I am running a home server with a Hardened Gentoo install. I have set up a hardware watchdog (Intel TCO on an 82801 (ICH6) chipset) and have it working. I am using the watchdog utility from portage.
The watchdog functions correctly, but when I run "/etc/init.d/watchdog stop" or "/etc/init.d/watchdog start", it just hangs at "Stopping watchdog ...".
Additionally, I would like to have a repair script, but I can't find any documentation on the error codes. I have also looked for an example, but have failed to find one. According to the Gentoo Wiki article I was reading, there should be an example installed somewhere with the watchdog, but I have been unable to locate it.
My watchdog options, from /etc/conf.d/watchdog, are "-v -b", but I do not see any messages in dmesg. I haven't investigated whether I should, yet.
Here is my watchdog.conf:
Code:
#ping = 172.31.14.1
#ping = 172.26.1.255
#interface = eth0
#file = /var/log/messages
#change = 1407
# Uncomment to enable test. Setting one of these values to '0' disables it.

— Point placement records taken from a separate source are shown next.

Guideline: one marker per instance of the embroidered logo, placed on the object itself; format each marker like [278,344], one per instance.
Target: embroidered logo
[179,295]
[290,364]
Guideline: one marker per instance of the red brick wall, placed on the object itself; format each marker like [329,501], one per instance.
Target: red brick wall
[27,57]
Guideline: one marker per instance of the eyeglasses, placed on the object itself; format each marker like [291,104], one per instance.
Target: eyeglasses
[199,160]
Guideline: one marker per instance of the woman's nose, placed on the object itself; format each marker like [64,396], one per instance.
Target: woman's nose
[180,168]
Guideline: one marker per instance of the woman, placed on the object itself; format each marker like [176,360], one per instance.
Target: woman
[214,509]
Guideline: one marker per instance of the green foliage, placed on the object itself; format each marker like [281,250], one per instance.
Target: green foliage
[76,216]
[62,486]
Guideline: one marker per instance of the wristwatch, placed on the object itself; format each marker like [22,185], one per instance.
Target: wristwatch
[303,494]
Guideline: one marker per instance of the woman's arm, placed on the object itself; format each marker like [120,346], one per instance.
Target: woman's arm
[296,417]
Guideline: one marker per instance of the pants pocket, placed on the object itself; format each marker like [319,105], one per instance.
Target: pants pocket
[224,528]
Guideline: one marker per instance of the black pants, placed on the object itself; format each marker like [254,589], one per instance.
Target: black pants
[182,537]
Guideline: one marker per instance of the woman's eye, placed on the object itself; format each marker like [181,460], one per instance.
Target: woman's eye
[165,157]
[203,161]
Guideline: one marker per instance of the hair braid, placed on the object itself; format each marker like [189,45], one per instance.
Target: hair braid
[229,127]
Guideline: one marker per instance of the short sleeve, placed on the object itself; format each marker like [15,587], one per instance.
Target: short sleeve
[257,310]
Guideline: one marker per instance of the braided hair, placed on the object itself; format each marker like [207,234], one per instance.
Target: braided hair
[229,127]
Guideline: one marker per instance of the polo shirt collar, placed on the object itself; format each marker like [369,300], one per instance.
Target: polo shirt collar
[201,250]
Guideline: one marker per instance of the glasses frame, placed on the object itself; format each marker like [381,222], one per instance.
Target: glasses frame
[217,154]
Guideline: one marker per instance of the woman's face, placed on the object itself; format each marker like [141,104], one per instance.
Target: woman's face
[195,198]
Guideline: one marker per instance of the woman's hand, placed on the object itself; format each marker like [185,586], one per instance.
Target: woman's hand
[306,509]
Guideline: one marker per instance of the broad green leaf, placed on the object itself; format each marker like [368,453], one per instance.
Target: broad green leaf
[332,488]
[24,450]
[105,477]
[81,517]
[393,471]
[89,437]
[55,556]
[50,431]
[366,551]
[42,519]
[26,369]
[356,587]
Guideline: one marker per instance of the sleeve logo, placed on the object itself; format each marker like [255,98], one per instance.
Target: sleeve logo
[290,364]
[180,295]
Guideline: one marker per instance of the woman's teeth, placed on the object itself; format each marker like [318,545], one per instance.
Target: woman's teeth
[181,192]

# These values will hopefully never reboot your machine during normal use
# (if your machine is really hung, the loadavg will go much higher than 25)
max-load-1 = 10
max-load-5 = 5
max-load-15 = 2
# Note that this is the number of pages!
# To get the real size, check how large the pagesize is on your machine.
#min-memory = 1
#repair-binary = /usr/sbin/repair
#test-binary =
#test-timeout =
watchdog-device = /dev/watchdog
# Defaults compiled into the binary
#temperature-device =
#max-temperature = 120
# Defaults compiled into the binary
admin = <my email here>
interval = 10
#logtick = 1
# This greatly decreases the chance that watchdog won't be scheduled before
# your machine is really loaded
#realtime = yes
#priority = 1
# Check if syslogd is still running by enabling the following line
#pidfile = /var/run/syslogd.pid
pidfile = /var/run/sshd.pid
pidfile = /var/run/apache2.pid
pidfile = /var/run/dhcpcd-eth0.pid
pidfile = /var/run/ddclient/ddclient.pid
Does anyone have an idea about my hanging problem, or a link to documentation on the repair program?
Thank you for any help.
EDIT:
I have found that uptime reports a load average of 1.00 (it's a single-processor system) during what should be a reboot ("Stopping watchdog ..." is blocking it.) According to top, runscript is using 99.9% CPU. This was diagnosed over SSH (I set watchdog to run in the default runlevel, and start after the processes it monitors. I am changing that now.)